インドネシアは本当に異国に来た!という驚きで満たされていましたが、それに比べると台湾はあるものも近い。ただ、だからこそ、ちょっとしたそれらのものの扱われ方から、キレイだなとか良いな、と思う気持ちに少しズレがあるんだなと気づいて、ささやかな感動を覚えました。
台湾の話はこれぐらいでまた機会があればどこかでと思いますが、
台湾で感じたような、どういう風に「あるもの」のことを思っているかという感覚の違いを見せられて残る違和感が好きだし、考えてみると記憶に残っています。違和感なのかするっと納得できるのか、ギリギリのところだとなおさら良いのかもしれない。
さて、今回は自分に違和感を与えた、「美しいと思うもの」の見え方について多く描写された作品を紹介します。
長距離走者の孤独
イギリスの小説家、アラン・シリトーによる1958年の作品。短編集。
米ソの冷戦の影響や経済的な不況がじりじりと深刻化している時期だからか、収録されている話は全体的に暗く、登場人物の置かれている状況がなかなか厳しい。辛い生活の中で、心の置きどころにできるものを見つけるが、あっけなく奪われる。漁夫の絵、アーネストおじさんの2作が良かったです。
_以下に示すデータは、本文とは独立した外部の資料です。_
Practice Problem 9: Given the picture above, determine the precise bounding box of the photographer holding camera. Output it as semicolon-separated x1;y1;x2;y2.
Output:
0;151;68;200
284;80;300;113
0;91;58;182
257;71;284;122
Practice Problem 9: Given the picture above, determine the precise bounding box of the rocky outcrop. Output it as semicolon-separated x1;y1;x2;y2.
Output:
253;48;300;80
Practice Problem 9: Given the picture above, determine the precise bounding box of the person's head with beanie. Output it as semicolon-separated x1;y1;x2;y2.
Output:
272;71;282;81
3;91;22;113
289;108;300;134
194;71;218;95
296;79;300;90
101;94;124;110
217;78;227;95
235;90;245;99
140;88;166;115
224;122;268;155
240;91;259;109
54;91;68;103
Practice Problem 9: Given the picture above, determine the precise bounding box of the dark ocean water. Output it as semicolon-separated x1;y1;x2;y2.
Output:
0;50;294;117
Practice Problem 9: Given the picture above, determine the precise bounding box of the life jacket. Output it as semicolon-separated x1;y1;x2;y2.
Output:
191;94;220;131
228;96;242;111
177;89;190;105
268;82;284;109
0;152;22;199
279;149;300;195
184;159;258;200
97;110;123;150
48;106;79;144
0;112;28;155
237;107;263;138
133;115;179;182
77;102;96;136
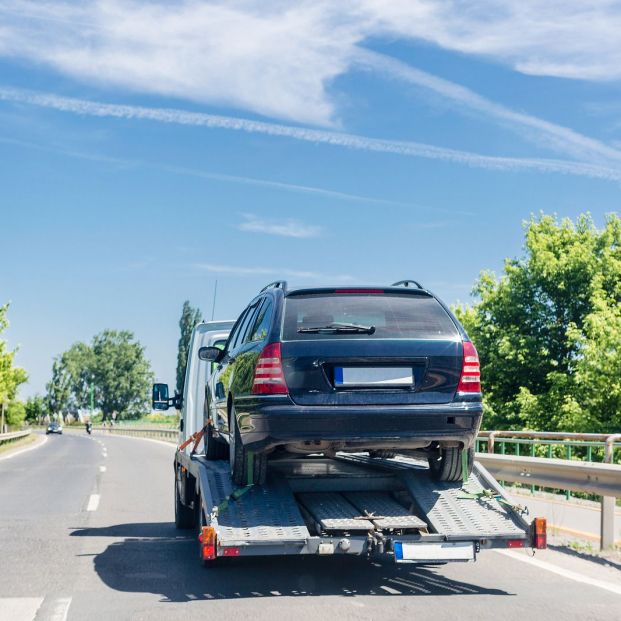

自分にとってはあんまり幸せとも言えないような状況が、主人公にとっては美しく魅力的に描かれていて、読後はなんとも言えない気持ちになりました。
美徳のよろめき
三島由紀夫、1957年の作品。当時としてはベストセラーになったそう。
人妻が夫以外の友人と関係を持つ。題材は置いておくとして、欲やら何やらで主人公の感覚がだんだん変化していくところが読んでいて困惑する。美しさや快楽が詰まっています。